Belarusian President Alexander Lukashenko has released six opposition leaders from jail. The pardon comes less than two months before presidential polls in which Lukashenko will campaign for a fifth term in office.
The president's press service said late on Saturday that the surprise move have been motivated by humane principles.
Among the six political prisoners was Nikolai Statkevich, who was imprisoned alongside nine other opposition leaders after running against Lukashenko in Belarus' 2010 presidential election.
In May 2011, he was given a six-year jail sentence on a charge of organizing mass street protests against Lukashenko's re-election at the time.
Another of the freed opponents, Mikola Rubsev, had been arrested in the same 2010 protests while wearing a T-shirt calling for Lukashenko to go.
The other four men were accused of belonging to an anarchist group that clashed with the local KGB - the successor of the Soviet secret police.
The release of the six men comes as Lukashenko prepares to run for his fifth consecutive presidential term in October.
The move also appears to be an attempt to improve relations with the West, which have remained hostile for decades - largely due to Lukashenko's intolerance of political opposition.
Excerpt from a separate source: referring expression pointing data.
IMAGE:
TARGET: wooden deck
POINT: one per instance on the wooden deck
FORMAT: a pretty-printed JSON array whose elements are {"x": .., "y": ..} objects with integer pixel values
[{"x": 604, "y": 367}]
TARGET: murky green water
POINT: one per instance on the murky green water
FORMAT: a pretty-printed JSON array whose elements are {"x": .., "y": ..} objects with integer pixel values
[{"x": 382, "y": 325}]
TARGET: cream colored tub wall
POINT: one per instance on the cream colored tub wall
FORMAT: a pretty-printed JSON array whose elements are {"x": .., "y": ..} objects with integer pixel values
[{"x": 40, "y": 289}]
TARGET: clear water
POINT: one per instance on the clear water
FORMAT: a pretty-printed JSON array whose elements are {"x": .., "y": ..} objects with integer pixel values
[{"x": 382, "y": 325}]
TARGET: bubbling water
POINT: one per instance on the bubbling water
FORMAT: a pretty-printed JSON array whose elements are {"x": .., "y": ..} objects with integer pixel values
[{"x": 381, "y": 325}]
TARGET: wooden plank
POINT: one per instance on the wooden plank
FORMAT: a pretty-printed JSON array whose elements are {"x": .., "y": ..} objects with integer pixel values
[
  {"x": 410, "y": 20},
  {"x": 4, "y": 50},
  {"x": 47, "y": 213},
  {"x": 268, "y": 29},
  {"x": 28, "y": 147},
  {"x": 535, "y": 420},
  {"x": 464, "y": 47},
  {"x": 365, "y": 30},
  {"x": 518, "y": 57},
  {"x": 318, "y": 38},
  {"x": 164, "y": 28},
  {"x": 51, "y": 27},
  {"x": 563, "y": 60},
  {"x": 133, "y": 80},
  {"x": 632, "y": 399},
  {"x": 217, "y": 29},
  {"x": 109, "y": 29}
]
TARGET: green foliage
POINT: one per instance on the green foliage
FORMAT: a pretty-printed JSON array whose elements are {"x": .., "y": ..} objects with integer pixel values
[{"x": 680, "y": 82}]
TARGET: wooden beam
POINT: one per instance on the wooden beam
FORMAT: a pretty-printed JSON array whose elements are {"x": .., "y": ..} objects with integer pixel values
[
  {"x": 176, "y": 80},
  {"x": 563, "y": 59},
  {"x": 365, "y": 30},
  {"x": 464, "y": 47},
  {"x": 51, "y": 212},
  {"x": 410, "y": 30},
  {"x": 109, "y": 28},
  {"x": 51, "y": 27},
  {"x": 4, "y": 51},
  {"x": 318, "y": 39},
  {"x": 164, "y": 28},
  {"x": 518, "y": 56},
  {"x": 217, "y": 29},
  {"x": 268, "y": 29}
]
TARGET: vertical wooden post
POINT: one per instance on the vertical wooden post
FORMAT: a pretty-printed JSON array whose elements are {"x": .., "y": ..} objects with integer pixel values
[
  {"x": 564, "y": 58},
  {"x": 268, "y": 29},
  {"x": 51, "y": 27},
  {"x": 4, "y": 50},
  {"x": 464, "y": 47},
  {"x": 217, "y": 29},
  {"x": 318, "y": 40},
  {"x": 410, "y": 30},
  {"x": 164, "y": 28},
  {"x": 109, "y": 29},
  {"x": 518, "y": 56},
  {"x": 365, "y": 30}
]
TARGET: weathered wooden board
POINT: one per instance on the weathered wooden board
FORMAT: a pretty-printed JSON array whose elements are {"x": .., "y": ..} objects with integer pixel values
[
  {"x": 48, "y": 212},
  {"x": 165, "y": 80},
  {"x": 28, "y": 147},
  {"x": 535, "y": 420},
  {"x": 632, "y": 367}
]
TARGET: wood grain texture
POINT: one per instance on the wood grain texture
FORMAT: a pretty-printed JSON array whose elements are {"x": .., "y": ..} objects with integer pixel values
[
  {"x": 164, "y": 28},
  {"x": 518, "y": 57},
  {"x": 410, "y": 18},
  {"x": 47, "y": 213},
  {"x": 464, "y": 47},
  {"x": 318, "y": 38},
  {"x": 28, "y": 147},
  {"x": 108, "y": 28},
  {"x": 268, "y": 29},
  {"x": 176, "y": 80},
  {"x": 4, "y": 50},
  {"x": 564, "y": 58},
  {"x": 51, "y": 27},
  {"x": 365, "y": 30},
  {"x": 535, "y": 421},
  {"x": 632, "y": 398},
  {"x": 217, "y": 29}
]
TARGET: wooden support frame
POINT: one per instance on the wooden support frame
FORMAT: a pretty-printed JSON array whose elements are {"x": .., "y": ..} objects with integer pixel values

Washington once dubbed the country as Europe's "last dictatorship."
Tough EU and US sanctions have also been in place in Belarus since the violent suppression of peaceful protests during the 2010 presidential election.
"By freeing the political prisoners, Lukashenko is giving a clear signal to the West about his desire to improve relations," said political analyst Alexander Klaskovsky.
"Minsk is in real need of Western credits because of the economic collapse," he added.
Belarus was thrust back into the international limelight earlier this year when critical Ukraine peace talks between pro-Moscow rebels and the leaders of Ukraine, France, Germany and Russia were held in Minsk.